Cattle herds in TB problem areas, and surrounding areas, are tested at least annually (the same testing frequency as Wales) and cows that react to the test are isolated and slaughtered.
The remainder of the herd is subject to strict movement restrictions, meaning cows cannot move off farm, unless it is for slaughter, until the whole herd passes two consecutive TB tests 60 days apart.
Despite these measures, huge numbers of farms are still closed down with bTB.
The number of cattle herds in England which were under restrictions because of a TB incident at some time during 2015 was 6,889. This is having a devastating impact on the British beef and dairy sectors.

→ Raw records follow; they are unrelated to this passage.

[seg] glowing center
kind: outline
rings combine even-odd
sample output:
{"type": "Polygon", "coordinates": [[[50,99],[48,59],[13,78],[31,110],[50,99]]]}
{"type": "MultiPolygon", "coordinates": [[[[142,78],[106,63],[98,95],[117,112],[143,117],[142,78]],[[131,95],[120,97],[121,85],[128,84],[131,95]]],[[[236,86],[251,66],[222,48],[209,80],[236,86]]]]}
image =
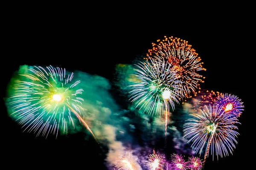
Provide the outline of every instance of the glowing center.
{"type": "Polygon", "coordinates": [[[198,165],[197,162],[195,162],[194,163],[194,167],[197,167],[197,165],[198,165]]]}
{"type": "Polygon", "coordinates": [[[52,96],[52,99],[56,102],[59,102],[61,100],[61,97],[58,94],[54,94],[52,96]]]}
{"type": "Polygon", "coordinates": [[[131,164],[131,163],[129,162],[129,161],[126,160],[123,160],[122,161],[122,162],[124,163],[124,164],[125,164],[126,167],[129,167],[129,168],[130,168],[130,169],[132,170],[132,166],[131,164]]]}
{"type": "Polygon", "coordinates": [[[163,98],[164,99],[167,99],[171,96],[171,91],[169,90],[165,91],[163,92],[163,98]]]}
{"type": "Polygon", "coordinates": [[[225,109],[225,111],[227,111],[232,110],[233,108],[233,105],[231,103],[229,103],[226,106],[226,108],[225,109]]]}
{"type": "Polygon", "coordinates": [[[182,168],[182,164],[179,163],[176,164],[176,167],[179,169],[182,168]]]}
{"type": "Polygon", "coordinates": [[[152,164],[152,167],[154,168],[154,169],[155,169],[157,167],[158,167],[158,165],[159,164],[159,161],[158,159],[155,159],[154,161],[154,162],[152,164]]]}
{"type": "Polygon", "coordinates": [[[212,134],[214,133],[216,130],[217,126],[217,125],[215,125],[214,123],[212,123],[212,124],[208,125],[207,128],[208,132],[209,133],[211,133],[212,134]]]}

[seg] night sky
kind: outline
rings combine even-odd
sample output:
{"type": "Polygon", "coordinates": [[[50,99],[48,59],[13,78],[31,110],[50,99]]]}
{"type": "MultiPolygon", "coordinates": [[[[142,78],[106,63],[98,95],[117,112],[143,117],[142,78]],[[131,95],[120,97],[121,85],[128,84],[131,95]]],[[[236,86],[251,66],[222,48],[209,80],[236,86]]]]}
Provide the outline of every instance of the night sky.
{"type": "MultiPolygon", "coordinates": [[[[218,161],[215,157],[213,162],[209,156],[204,168],[238,169],[237,163],[242,163],[246,147],[248,149],[245,139],[249,89],[241,85],[247,62],[244,56],[244,35],[236,28],[238,22],[214,20],[198,25],[201,21],[196,20],[186,29],[184,25],[174,23],[166,24],[144,21],[143,18],[135,21],[113,17],[93,20],[60,16],[46,19],[43,15],[16,16],[12,21],[6,42],[9,48],[5,54],[3,89],[19,66],[25,64],[77,70],[105,77],[112,83],[116,64],[131,64],[138,55],[151,48],[151,42],[165,35],[180,37],[192,45],[204,62],[207,71],[201,73],[206,78],[201,88],[234,94],[244,102],[244,110],[239,118],[241,125],[238,126],[240,135],[233,155],[218,161]]],[[[110,93],[113,98],[119,105],[123,105],[122,108],[127,109],[125,108],[129,102],[122,100],[119,92],[114,85],[112,87],[110,93]]],[[[8,116],[4,104],[2,108],[4,164],[13,168],[105,169],[108,147],[97,144],[91,137],[86,140],[87,134],[82,132],[59,136],[57,139],[36,138],[33,134],[23,133],[20,126],[8,116]]]]}

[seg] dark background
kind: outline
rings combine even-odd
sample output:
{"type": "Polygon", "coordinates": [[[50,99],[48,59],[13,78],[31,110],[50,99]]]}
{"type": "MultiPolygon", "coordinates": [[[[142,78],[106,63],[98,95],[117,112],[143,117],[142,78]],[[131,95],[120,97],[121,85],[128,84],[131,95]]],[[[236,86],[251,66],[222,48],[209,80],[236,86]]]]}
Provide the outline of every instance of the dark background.
{"type": "MultiPolygon", "coordinates": [[[[137,55],[147,52],[151,42],[165,35],[180,37],[192,45],[204,63],[207,71],[202,74],[206,78],[201,88],[235,94],[245,106],[239,118],[240,135],[233,155],[214,162],[208,158],[204,169],[236,170],[244,162],[244,151],[248,147],[245,136],[249,90],[244,82],[250,61],[245,54],[248,37],[241,28],[246,23],[242,19],[228,15],[207,20],[187,17],[179,20],[173,15],[162,21],[151,18],[149,14],[130,17],[104,13],[99,17],[93,13],[52,15],[46,15],[46,11],[34,16],[23,12],[14,15],[6,26],[7,39],[3,47],[7,52],[2,59],[3,89],[14,71],[24,64],[78,70],[111,81],[116,64],[131,63],[137,55]]],[[[4,91],[4,96],[5,93],[4,91]]],[[[59,136],[57,139],[35,138],[23,133],[7,115],[4,105],[3,107],[4,165],[29,169],[104,169],[107,148],[93,139],[86,141],[84,134],[59,136]]]]}

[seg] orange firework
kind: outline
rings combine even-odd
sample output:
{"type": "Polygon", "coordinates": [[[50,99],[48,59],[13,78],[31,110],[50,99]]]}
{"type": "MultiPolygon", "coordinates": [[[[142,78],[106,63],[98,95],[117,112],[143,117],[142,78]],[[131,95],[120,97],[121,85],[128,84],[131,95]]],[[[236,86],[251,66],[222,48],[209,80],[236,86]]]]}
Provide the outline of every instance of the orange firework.
{"type": "Polygon", "coordinates": [[[202,79],[205,77],[197,73],[206,70],[203,68],[204,63],[187,41],[173,37],[164,38],[162,40],[157,40],[157,44],[152,43],[152,49],[148,50],[146,60],[161,58],[168,61],[177,71],[185,97],[191,98],[192,94],[200,89],[199,83],[204,82],[202,79]]]}

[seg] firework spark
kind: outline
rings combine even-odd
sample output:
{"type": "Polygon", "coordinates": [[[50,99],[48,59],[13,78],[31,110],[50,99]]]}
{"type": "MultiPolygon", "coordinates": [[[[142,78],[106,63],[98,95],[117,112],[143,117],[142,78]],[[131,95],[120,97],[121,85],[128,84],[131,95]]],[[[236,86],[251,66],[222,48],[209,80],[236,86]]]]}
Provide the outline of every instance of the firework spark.
{"type": "Polygon", "coordinates": [[[187,162],[183,156],[174,153],[171,156],[172,169],[173,170],[186,170],[187,169],[187,162]]]}
{"type": "Polygon", "coordinates": [[[149,115],[160,115],[169,112],[169,105],[175,109],[175,102],[182,98],[182,88],[177,71],[160,60],[150,60],[135,65],[136,81],[129,86],[131,99],[136,107],[149,115]]]}
{"type": "Polygon", "coordinates": [[[218,91],[215,92],[206,90],[202,90],[195,93],[194,98],[195,99],[194,100],[195,102],[193,103],[195,109],[197,111],[198,110],[204,109],[205,105],[213,105],[216,99],[221,95],[222,94],[218,91]]]}
{"type": "Polygon", "coordinates": [[[229,152],[232,154],[236,148],[233,142],[237,144],[235,138],[239,135],[234,130],[237,128],[234,125],[238,123],[236,117],[229,117],[218,105],[205,108],[206,110],[201,110],[201,114],[192,114],[195,119],[187,120],[190,122],[184,124],[183,130],[184,138],[189,139],[188,143],[192,142],[191,147],[200,155],[207,144],[204,162],[210,147],[213,158],[215,150],[217,159],[219,155],[228,156],[229,152]]]}
{"type": "Polygon", "coordinates": [[[154,150],[153,150],[153,154],[149,155],[148,161],[145,164],[150,170],[163,170],[165,165],[165,159],[163,154],[156,153],[154,150]]]}
{"type": "Polygon", "coordinates": [[[137,159],[132,155],[132,152],[127,152],[118,157],[116,167],[118,170],[138,170],[140,166],[137,159]]]}
{"type": "Polygon", "coordinates": [[[153,48],[148,50],[147,59],[160,58],[168,61],[180,76],[186,97],[191,98],[192,94],[200,89],[199,83],[204,82],[202,76],[197,73],[206,70],[202,67],[204,63],[187,41],[173,37],[164,37],[157,41],[158,44],[152,43],[153,48]]]}
{"type": "Polygon", "coordinates": [[[189,157],[188,167],[191,170],[201,170],[203,168],[203,164],[199,158],[197,157],[189,157]]]}
{"type": "Polygon", "coordinates": [[[244,109],[243,102],[241,99],[235,95],[227,94],[219,96],[215,102],[219,105],[226,113],[236,117],[240,116],[244,109]]]}
{"type": "Polygon", "coordinates": [[[67,133],[70,126],[75,128],[76,117],[95,138],[80,116],[84,99],[79,96],[84,91],[77,88],[80,81],[73,81],[73,73],[67,74],[65,68],[52,66],[34,66],[26,68],[20,76],[9,98],[14,110],[10,116],[26,127],[24,131],[47,138],[49,133],[56,134],[57,137],[59,129],[67,133]]]}

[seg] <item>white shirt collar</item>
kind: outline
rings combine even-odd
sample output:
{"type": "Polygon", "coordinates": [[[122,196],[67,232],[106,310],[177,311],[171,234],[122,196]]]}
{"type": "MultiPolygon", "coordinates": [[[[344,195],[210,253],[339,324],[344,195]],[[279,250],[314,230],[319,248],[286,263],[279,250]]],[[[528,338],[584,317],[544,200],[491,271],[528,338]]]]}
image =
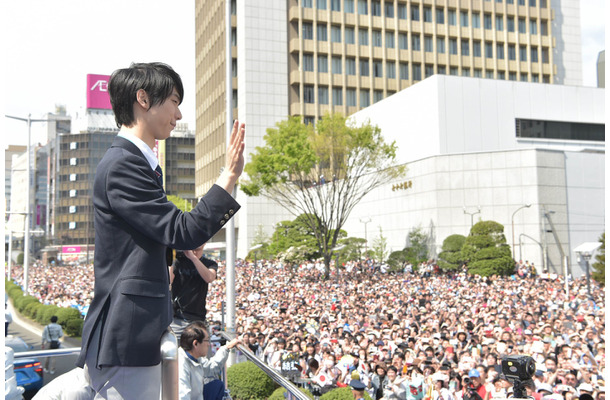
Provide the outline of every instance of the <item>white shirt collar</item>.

Currently, TB infected badgers are not identified, treated or slaughtered, allowing the disease to build in this wildlife reservoir. It has developed to the extent that they can excrete vast numbers of bTB bacilli in their dung, urine and saliva which can then be ingested by cows.
The evidence demonstrates that badgers do spread bTB to cattle, and harbour a reservoir of the disease. In the TB eradication strategy published in April 2014 the Government recognises the role badgers play in spreading the disease in areas where bTB is rife and makes a clear commitment to controlling the disease in badgers in these areas as part of the strategy. There is no nationwide culling strategy.